Artificial intelligence can also come into play to enable businesses to predict what customers will do next, so those businesses can institute procedures to stem customer churn, deliver upsell offers at the ideal time in the customer lifecycle, and ensure they have the products and services ready for customers when they want and need them.
The cloud, meanwhile, can enable call centers to be more distributed. That way, people can work from home or other remote locations.

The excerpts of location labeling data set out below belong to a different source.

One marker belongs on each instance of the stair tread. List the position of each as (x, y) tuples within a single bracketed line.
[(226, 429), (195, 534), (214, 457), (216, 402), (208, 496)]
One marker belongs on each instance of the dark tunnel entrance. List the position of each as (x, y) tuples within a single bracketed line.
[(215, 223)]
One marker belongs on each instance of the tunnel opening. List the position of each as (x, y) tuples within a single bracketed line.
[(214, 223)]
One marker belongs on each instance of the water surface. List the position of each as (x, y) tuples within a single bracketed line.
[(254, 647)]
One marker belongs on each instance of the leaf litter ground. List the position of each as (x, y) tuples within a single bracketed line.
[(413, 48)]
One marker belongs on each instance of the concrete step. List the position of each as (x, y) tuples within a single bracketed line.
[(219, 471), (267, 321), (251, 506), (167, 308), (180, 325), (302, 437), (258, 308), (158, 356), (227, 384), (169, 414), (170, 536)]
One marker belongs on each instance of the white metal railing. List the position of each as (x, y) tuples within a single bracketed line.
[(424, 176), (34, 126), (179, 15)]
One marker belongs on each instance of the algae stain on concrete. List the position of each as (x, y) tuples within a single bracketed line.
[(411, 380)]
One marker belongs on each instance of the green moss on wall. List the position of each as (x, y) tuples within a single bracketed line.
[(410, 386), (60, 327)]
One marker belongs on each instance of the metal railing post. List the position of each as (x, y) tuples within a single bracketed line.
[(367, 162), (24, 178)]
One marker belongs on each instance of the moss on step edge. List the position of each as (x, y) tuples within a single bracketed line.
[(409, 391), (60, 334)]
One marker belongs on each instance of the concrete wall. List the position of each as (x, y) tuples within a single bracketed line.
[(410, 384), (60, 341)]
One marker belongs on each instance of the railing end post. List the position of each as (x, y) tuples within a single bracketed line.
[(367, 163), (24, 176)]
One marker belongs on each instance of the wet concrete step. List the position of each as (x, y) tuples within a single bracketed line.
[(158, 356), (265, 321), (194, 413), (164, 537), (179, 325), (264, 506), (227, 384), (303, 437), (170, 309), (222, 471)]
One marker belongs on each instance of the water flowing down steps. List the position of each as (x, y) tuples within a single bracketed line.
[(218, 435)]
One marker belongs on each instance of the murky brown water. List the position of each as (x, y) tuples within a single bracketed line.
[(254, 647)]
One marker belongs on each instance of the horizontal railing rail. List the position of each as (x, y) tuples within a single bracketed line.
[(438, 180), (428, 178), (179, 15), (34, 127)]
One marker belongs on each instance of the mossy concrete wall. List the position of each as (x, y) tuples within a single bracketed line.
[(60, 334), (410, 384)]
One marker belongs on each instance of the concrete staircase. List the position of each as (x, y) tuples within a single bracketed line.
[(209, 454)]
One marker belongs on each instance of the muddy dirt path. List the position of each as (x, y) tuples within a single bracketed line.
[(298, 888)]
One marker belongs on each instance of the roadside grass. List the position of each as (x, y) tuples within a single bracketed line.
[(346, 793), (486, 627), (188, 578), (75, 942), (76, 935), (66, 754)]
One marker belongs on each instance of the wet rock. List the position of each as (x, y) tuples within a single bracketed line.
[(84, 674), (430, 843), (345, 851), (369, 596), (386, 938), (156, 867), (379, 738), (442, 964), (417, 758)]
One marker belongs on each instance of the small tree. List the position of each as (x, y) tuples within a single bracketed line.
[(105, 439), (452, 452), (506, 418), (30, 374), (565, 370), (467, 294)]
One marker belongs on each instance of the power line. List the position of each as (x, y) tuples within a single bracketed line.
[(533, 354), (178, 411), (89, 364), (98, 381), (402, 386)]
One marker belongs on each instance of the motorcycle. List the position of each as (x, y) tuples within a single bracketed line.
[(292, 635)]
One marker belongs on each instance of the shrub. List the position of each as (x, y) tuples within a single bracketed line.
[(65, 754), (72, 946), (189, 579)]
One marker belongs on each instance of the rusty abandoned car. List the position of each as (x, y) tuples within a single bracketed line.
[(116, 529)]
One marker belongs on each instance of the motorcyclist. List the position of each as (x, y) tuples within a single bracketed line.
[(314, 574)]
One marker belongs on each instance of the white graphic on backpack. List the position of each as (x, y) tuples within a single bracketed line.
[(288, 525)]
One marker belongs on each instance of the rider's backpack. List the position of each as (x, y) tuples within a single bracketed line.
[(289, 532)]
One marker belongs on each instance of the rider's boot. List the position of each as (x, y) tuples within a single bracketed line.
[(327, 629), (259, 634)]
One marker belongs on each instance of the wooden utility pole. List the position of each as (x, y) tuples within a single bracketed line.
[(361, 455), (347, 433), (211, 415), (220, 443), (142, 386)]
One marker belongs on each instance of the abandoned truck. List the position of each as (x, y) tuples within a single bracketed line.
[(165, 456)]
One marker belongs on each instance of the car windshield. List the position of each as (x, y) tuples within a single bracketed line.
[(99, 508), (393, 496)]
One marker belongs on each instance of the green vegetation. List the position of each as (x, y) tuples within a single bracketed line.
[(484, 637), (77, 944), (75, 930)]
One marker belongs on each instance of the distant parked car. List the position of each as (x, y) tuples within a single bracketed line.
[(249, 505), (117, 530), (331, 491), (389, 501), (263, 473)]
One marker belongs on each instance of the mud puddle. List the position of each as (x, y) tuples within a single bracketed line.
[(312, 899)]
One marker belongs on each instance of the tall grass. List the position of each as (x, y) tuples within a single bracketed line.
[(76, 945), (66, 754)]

And that gives businesses the ability to select from a broader and potentially more experienced pool of agent candidates.
Plus the cloud allows for better business continuity and disaster recovery, because it creates the potential for agents to work from remote locations if they can’t come in to the call center due to weather, traffic, or other factors.
With the rise of connected technologies and the widespread use of smartphones, many people are now used to communicating via non-voice channels such as email, social media, and texting. Omnichannel contact center solutions and strategies now enable businesses to interact with customers and prospects via these various channels based on customer preference and other factors.
Workforce management solutions can also go a long way in helping call centers and contact centers be more efficient, more responsive to their customers, and more open to employee needs. WFM helps these environments more effectively gauge expected call volumes and schedule the agents (with the appropriate skills) to address that demand. And it also can allow agents to make their own scheduling changes and requests, help measure and address adherence, and provide other measurements and capabilities.